Gas prices act as brake on family budgets
Lean fuel supplies have kept prices high, so consumers must cut back elsewhere.
NEW YORK
Every time Eugene Mendez pulls up to the gasoline pump, he thinks about how much it's going to cost to keep his blue Cutlass Supreme on the road. Right now, with gas prices up 23 cents a gallon over last year, he thinks it may mean he'll spend less on his three children over the holidays.
"The gas money's got to come from someplace," says Mr. Mendez, who uses the car to transport documents around Manhattan.
Mendez is not alone. By remaining high this fall, gas prices are acting like a tax increase, experts say. "It's like writing a check out to the federal government, but instead it's going to the energy producers," says Mark Zandi, chief economist at the economy.com in West Chester, Pa. "But, it's more pernicious than a tax increase because it's hitting the lower-income more."
Normally, drivers like Mendez would have seen lower gas prices by now, since Americans usually cut down on their consumption of fuel after the summer.
But this fall, although gasoline prices have fallen 7 cents a gallon from their peak in June, they are still 18 percent higher than last year, and 48 percent more than two years ago.
No relief from OPEC
And unfortunately, energy analysts are not expecting energy prices to fall anytime soon. This week, the Organization of Petroleum Exporting Countries (OPEC) said it would not increase oil supplies but would reconsider the situation in January.
For consumers, this means it could be a winter of tight supplies.

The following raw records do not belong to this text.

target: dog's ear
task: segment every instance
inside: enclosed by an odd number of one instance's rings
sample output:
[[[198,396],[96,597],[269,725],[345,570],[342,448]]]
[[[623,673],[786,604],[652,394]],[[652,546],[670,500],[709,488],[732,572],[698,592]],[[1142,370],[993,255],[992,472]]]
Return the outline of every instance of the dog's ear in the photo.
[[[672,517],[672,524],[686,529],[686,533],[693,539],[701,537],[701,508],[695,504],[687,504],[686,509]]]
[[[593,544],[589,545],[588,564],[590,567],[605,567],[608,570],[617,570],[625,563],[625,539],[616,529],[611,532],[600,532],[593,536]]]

For example, yesterday the Energy Information Administration (EIA) reported gasoline inventories have fallen to their lowest level in three years and their second-lowest level in a decade.
The high prices also come just as cold weather is starting to hit the US. Already, the price of home heating oil and natural gas have shot up on the futures market in anticipation of a colder-than-normal winter.
"This is the critical time for energy prices. If we get severe weather, the price of crude oil might go above its old high of $37.80 a barrel set on September 20th," says Mike Fitzpatrick, an analyst at Fimat, an energy trading company. (On Monday, December crude oil futures closed at $34.47 and home heating oil moved over $1.01 a gallon.)
Ironically, the government may be partly responsible for higher home heating oil prices. This fall, the Department of Energy purchased 2 million barrels of heating oil to serve as an emergency reserve for the Northeast.
"Ideally, they should have filled it last spring," says Ron Planting, an energy analyst at the American Petroleum Institute (API), an industry lobbying organization opposed to any government intervention in the markets.
At the same time that the government was buying heating oil, it was releasing 30 million barrels of crude oil from the Strategic Petroleum Reserve. Immediately after the government announced it was selling the oil, crude prices fell. "You could argue prices would have been higher if the government had not acted," says Mr. Planting.
The EIA is surprised that oil prices have remained high. In an analysis this month, the agency stated, "Oil prices are defying gravity." It expects oil prices will fall "sooner or later" by as much as $4 to $5 per barrel, under the weight of excess supply.
If the EIA is correct on the future price of crude, then the price of gasoline might also drop. The government projects that gasoline prices will fall this winter and continue to drop until next spring. "
For 2001, we expect an annual average price dip of about 11 cents per gallon at the pump," the EIA says.
That can't come too soon for Maria Cruz, who estimates it now costs her $30 to $40 to fill up her Chevy Silverado. The Lowell, Mass., resident says high gas prices mean she will cut down on her holiday spending for her two children. "We have to cut down somewhere," she says.
Cutting back on clothes
Daniel Espichan, who pays $1.85 a gallon for gasoline in Queens, N.Y., says he has already cut down on buying clothes and snacks on the street. He, too, may have to reduce the amount he buys for the holidays.
There are already signs that this is happening nationally. Yesterday, the government reported that sales at US retail sales edged up by only 0.1 percent in October. New-car sales dropped 1 percent in October after a 1.6 percent jump in September. Now, retailers are bracing for only modest gains in sales this Christmas compared to 8 to 9 percent gains the past two years.
The moderation in spending comes as the Federal Reserve is meeting in Washington to discuss interest rate policy. Analysts expect the Fed to keep rates unchanged at its meeting this week.